Tensorboard writer.add_embedding example

Xanthan · March 23, 2022, 8:46am

I want to create a visualization on tensorboard of the data just like the one here:

I’m loading my image data (.jpg files) from a folder and hence I get errors as .data and .targets are not present. What would be the correct way to use add_embedding in my case.

This is how I’m loading my data:

train_data_dir = "D:\\dataset\\train"
transform = transforms.Compose([transforms.Resize(255),transforms.CenterCrop(224),transforms.ToTensor()])

train_dataset = datasets.ImageFolder(train_data_dir, transform=transform)

ptrblck · March 24, 2022, 2:20am

The targets are used to get the class labels and pass them to add_embedding.
However, add_embedding only expects an input tensor while other input arguments are optional. If you don’t have the targets or don’t want to add labels to the plot, you could skip it.

Xanthan · March 24, 2022, 7:06am

yeah i get that. But my problem was actually with how do I actually use writer.add_embedding with a ImageFolder object or a Dataloader object as none of these objects have data and target as an attribute. Later, I just tried images, labels = next(iter(train_dataloader)) which i guess works as well. But the only problem I have is, the images in the train_dataloader are not grayscale, hence there is an error AssertionError: #labels should equal with #data points. Below is the implementation:

train_dataloader = torch.utils.data.DataLoader(train_dataset, batch_size=32, shuffle=True)
images, labels = next(iter(train_dataloader))
image, label = select_n_random(images, labels)

# get the class labels for each image
class_labels = [classes[lab] for lab in label]

# log embeddings
print(image.shape, label.shape)

features = image.view(-1, 28 * 28)
print(features.shape)
writer.add_embedding(features,
                    metadata=class_labels,
                    label_img=images.unsqueeze(1))
writer.close()

As, image.view(-1, 28 * 28) combines my batch and channels (RGB) it throws an error. So, is there a way to convert the RGB tensor to grayscale? and no I can’t use transform.grayscale for this (as my model requires RGB input)

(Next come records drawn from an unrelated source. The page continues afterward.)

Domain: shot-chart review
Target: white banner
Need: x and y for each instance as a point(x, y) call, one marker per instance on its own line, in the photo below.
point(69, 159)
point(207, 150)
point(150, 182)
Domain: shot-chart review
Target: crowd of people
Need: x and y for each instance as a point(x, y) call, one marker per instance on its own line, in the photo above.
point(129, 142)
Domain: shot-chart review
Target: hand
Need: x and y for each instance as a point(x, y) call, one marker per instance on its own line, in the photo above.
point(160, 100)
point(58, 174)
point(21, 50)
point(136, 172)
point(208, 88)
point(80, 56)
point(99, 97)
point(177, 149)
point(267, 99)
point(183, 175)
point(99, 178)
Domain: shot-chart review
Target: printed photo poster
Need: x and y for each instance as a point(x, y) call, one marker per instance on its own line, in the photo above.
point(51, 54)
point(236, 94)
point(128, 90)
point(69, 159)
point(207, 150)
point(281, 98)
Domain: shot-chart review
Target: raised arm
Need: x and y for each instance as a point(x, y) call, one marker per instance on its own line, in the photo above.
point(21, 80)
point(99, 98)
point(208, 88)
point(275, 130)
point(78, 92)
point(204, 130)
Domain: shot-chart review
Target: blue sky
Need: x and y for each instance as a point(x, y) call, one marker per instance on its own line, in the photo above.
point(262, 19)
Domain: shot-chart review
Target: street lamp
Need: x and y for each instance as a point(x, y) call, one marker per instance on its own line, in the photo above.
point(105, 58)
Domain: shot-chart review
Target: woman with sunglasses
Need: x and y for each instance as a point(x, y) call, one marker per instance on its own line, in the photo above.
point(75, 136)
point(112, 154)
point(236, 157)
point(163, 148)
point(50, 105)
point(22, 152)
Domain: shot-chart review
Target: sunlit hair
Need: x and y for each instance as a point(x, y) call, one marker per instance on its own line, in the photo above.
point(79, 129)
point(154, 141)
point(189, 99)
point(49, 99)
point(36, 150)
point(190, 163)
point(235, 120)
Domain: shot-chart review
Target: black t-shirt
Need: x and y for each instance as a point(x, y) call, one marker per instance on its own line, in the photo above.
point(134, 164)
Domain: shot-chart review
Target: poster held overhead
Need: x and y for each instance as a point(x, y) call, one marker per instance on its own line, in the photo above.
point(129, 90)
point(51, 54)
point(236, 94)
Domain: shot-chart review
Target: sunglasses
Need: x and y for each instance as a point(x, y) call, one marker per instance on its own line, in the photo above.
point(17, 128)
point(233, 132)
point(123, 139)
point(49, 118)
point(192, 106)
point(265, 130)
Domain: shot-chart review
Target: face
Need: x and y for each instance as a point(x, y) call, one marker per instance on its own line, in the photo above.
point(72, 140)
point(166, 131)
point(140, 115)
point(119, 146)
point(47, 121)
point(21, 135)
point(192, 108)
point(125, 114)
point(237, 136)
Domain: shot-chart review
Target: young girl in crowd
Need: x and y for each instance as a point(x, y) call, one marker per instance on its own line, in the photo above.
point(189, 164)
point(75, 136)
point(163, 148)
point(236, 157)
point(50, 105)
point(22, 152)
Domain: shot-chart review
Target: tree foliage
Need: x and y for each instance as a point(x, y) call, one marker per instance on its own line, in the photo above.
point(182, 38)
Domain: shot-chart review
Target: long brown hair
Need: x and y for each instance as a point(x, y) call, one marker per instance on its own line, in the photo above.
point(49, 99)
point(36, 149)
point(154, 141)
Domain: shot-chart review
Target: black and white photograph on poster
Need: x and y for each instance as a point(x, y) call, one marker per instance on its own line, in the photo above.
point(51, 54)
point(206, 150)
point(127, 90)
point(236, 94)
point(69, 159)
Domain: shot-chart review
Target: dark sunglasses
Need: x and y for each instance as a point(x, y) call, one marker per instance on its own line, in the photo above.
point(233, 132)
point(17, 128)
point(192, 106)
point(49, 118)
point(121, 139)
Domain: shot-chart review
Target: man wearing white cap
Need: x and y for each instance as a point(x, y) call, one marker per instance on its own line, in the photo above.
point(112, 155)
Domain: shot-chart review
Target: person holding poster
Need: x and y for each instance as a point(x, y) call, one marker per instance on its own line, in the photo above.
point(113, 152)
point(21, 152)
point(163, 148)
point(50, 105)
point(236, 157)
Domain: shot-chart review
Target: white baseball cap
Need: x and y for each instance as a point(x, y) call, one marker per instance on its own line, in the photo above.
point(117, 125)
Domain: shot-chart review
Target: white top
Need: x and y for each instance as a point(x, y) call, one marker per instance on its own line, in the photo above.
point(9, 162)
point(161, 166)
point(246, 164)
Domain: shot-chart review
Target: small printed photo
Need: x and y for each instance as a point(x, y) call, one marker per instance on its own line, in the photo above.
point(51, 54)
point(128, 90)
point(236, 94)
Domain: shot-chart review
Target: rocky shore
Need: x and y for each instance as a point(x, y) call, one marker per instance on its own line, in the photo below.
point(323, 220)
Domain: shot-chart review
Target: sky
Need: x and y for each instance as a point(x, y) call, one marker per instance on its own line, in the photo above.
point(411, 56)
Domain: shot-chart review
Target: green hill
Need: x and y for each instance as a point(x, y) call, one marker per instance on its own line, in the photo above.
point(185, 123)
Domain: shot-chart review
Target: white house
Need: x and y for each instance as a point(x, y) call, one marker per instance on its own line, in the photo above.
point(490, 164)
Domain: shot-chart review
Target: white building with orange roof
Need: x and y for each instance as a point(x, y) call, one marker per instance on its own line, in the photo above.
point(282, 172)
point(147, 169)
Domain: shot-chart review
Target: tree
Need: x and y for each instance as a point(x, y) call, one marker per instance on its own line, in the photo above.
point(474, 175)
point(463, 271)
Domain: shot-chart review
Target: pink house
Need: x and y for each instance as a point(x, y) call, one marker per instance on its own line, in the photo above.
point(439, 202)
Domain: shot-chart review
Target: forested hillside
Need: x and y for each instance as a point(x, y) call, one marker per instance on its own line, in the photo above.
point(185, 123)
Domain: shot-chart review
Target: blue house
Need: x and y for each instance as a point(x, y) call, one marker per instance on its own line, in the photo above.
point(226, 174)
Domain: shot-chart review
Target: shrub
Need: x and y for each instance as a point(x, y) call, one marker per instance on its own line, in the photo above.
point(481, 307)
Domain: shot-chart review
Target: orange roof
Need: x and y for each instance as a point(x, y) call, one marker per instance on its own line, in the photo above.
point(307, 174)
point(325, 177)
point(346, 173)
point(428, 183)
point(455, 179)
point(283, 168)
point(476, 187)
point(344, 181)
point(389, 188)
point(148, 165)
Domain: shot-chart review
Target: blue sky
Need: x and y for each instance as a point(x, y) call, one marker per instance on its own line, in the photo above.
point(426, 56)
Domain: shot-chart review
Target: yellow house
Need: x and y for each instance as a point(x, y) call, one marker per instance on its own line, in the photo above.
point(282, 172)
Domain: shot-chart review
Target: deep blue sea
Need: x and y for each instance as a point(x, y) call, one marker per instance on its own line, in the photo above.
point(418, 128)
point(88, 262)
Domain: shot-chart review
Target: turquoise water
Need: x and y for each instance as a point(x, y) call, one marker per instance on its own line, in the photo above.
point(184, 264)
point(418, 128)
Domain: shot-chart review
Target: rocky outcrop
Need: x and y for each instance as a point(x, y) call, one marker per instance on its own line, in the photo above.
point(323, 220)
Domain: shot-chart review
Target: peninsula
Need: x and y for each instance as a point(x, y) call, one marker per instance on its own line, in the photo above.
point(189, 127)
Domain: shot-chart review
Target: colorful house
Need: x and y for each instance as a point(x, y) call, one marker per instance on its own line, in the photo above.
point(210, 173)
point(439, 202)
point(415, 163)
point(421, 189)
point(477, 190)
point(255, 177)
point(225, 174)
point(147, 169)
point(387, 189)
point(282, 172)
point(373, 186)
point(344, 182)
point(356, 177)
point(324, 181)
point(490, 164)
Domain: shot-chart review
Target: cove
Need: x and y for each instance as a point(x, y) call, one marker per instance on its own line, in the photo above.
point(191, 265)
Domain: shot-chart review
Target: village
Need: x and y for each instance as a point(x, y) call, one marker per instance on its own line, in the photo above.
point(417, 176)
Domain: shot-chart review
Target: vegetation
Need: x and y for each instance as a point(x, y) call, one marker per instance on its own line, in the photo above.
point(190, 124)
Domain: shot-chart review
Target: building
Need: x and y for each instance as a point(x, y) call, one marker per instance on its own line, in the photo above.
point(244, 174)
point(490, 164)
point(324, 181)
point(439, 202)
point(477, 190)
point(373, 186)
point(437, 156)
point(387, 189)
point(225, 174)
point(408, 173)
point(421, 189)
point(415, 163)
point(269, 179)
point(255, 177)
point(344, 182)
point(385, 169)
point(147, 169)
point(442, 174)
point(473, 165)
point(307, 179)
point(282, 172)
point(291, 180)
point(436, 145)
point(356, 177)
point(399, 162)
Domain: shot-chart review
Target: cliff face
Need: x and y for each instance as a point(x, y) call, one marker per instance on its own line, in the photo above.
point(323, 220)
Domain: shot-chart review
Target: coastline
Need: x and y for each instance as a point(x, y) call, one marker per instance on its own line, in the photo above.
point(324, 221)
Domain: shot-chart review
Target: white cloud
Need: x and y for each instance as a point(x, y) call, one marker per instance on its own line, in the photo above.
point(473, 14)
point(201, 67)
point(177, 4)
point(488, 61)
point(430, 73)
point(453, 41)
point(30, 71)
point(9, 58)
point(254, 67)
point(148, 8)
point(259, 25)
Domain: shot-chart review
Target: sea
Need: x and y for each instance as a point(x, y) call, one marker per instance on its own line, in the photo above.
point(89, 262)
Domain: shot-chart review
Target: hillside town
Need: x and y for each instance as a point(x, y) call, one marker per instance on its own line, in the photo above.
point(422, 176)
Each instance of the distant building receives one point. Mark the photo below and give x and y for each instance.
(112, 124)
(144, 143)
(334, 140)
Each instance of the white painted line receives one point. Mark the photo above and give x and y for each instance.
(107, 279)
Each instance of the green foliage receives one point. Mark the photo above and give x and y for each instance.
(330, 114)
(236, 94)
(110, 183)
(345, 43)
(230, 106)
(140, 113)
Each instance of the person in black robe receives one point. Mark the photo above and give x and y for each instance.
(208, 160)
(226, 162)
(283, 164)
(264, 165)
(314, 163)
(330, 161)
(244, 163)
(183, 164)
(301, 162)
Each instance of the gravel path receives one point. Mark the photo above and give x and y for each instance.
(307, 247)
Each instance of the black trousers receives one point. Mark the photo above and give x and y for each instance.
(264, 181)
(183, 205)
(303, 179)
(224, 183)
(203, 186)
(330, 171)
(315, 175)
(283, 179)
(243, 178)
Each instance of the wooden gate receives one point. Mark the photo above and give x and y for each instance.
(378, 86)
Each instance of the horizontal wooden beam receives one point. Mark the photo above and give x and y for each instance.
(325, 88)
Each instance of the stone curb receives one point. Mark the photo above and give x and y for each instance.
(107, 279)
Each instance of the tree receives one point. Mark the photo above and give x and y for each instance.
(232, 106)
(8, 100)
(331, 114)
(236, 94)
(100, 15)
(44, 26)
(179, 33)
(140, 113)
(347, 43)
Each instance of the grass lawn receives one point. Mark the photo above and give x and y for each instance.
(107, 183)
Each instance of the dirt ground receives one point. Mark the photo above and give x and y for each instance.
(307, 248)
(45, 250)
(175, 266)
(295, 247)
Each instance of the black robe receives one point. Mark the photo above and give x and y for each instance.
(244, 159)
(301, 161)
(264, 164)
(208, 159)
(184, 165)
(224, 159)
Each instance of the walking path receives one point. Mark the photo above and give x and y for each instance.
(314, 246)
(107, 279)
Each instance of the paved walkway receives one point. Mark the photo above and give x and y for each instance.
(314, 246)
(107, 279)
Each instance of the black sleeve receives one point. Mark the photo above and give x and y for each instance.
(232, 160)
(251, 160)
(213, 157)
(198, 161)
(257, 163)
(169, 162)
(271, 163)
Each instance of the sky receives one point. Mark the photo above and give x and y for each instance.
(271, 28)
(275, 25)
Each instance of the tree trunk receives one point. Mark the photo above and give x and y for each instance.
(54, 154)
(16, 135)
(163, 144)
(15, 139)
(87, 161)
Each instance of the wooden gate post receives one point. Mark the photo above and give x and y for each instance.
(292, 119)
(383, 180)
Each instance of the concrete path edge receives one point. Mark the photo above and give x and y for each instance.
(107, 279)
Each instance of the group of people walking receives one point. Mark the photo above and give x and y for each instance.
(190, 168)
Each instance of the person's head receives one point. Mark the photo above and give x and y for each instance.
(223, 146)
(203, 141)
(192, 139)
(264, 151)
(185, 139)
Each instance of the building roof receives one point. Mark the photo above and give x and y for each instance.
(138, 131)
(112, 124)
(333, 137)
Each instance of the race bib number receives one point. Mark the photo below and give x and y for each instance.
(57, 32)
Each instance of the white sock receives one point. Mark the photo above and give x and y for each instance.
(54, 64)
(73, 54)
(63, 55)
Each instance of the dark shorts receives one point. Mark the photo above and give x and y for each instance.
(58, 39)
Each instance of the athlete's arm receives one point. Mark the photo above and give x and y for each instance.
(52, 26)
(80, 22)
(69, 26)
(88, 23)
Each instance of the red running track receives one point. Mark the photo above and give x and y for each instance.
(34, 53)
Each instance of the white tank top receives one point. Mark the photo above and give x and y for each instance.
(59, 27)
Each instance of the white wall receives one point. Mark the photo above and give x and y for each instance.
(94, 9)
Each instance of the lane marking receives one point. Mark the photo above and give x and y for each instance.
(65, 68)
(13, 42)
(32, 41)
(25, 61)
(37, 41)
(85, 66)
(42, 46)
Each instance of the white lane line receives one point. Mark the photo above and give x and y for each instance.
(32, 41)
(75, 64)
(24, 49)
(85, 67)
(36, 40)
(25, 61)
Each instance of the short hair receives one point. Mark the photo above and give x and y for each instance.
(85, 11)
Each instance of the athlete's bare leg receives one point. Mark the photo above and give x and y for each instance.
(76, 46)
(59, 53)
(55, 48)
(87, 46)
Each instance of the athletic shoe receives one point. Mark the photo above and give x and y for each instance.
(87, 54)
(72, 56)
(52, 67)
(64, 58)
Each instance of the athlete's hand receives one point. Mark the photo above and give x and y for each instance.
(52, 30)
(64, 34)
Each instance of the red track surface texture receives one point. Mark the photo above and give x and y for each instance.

ptrblck · March 24, 2022, 7:12am

ImageFolder uses the internal .samples and .targets attributes so you could use these.

Xanthan · March 24, 2022, 7:20am

yes, that solves the .data missing attribute problem. But, the tensor still needs to be converted to 1 channel image before doing the operation features = image.view(-1, 28 * 28) , any ideas on that?

ptrblck · March 24, 2022, 7:28am

add_embedding expects a 2D embedding matrix in the shape [batch_size, features] not an input image.
I don’t know why you are trying to use the inputs, but you could transform them to grayscale (you wouldn’t pass them to the model anyway) or flatten the channel dimension with the spatial dimensions into the “feature” dimension: x = x.view(x.size(0), -1).

Xanthan · March 24, 2022, 8:40am

oh okay got it. I solved it by extracting the features from my model (output of the fully connected layer) which I think I was suppose to do at the first place. thanks for the help!